The aging of the US population plus increased advertising and marketing have led to a growing use of prescription drugs and an enormous expansion of new products. The impact of these factors, along with increased prescription drug costs, has been substantial. In fact, prescription drug costs have been the most significant trend component, accounting for an average increase of more than 20 percent per year on their share of health care costs.
Also, pharmaceutical companies are doing extensive marketing on a number of new brand-name drugs, which has resulted in consumer demand, and usually a lower-cost generic substitute is not yet available.
With these factors affecting health care costs, what can insureds do to reduce their health insurance premiums?
Managed care plans
At one time, all insurance companies based their claim payments on the same retail charge for a service. For example, a semiprivate hospital room-and-board rate was the same, regardless of which insurance company paid the claim. Similarly, the claim reimbursement for a doctor's office visit or surgical procedure did not vary significantly from carrier to carrier.
The health insurance plans being marketed today are managed care plans. This means that the primary cost component—the cost of the medical service—can be substantially different from carrier to carrier because of negotiated discounts between the insurance company and the preferred provider organization (PPO).

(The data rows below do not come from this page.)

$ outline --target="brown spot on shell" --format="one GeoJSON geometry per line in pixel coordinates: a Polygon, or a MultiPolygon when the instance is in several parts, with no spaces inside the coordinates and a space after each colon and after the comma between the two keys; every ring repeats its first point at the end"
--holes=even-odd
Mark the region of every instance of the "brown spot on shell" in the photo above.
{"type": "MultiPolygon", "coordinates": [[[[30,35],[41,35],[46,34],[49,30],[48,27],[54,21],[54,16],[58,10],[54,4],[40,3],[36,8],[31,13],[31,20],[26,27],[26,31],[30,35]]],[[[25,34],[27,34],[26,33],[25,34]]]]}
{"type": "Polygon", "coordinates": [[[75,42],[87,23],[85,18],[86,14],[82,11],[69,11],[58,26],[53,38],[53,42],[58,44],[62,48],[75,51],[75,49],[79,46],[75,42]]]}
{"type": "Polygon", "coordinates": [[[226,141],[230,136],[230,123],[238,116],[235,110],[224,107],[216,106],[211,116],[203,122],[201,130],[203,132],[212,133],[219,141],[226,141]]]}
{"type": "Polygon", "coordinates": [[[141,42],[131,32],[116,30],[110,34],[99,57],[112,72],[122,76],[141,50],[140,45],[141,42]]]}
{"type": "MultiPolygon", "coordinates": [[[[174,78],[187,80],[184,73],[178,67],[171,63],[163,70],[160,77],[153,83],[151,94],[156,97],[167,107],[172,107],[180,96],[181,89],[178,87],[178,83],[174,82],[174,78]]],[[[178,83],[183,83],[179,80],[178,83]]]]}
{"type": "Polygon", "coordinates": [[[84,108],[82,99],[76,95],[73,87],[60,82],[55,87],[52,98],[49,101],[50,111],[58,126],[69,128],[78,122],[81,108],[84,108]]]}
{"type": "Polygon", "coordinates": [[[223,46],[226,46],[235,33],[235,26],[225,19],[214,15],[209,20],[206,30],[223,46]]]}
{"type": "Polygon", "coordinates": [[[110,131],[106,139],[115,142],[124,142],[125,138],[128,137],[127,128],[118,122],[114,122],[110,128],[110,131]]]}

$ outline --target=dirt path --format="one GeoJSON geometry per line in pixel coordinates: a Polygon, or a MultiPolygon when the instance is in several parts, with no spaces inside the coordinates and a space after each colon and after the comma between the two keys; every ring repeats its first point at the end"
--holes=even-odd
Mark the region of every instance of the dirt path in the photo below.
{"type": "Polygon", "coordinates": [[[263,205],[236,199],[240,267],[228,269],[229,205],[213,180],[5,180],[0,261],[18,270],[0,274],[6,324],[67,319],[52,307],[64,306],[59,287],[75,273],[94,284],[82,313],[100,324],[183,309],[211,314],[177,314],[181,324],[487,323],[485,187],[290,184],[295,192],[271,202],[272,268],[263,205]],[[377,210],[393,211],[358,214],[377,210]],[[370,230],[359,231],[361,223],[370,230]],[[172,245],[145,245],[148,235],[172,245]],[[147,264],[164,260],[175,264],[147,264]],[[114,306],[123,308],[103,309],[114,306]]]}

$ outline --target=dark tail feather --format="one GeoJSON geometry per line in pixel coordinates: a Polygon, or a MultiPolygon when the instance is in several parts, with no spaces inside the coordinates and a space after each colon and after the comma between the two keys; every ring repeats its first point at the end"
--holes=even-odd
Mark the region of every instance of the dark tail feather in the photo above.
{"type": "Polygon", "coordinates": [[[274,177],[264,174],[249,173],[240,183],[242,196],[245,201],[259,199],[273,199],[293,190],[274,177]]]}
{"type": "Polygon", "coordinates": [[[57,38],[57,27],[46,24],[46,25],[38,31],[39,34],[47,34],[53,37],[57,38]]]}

Because the savings from the discount could range from 10 percent to 60 percent, a PPO plan can save considerable premium dollars over a traditional indemnity plan.
Another way to reduce health insurance premiums is to select a higher deductible plan option if it is available. The premium savings between a $500 deductible and a $1,000 deductible plan, for example, could be more than $500 per year. When this is the case, why not take the guaranteed savings in premiums with the higher deductible and self-insure the difference?
AVMA's New PPO medical plan
To make health care insurance more affordable, the AVMA Group Health & Life Insurance Trust has made available a new PPO Option. Because a member selecting a PPO program agrees to use network providers and take advantage of negotiated discounts, the new option offers members and their covered dependents benefits similar to those included in the GHLIT Traditional Major Medical Plan, but at a lower premium.
GHLIT has selected the First Health Network as the preferred provider organization. First Health offers a comprehensive list of hospitals and physicians as its in-network health care providers across the country. Deductible options are $250, $500, and $1,000, and the plan includes co-payments for office visits and prescription drugs.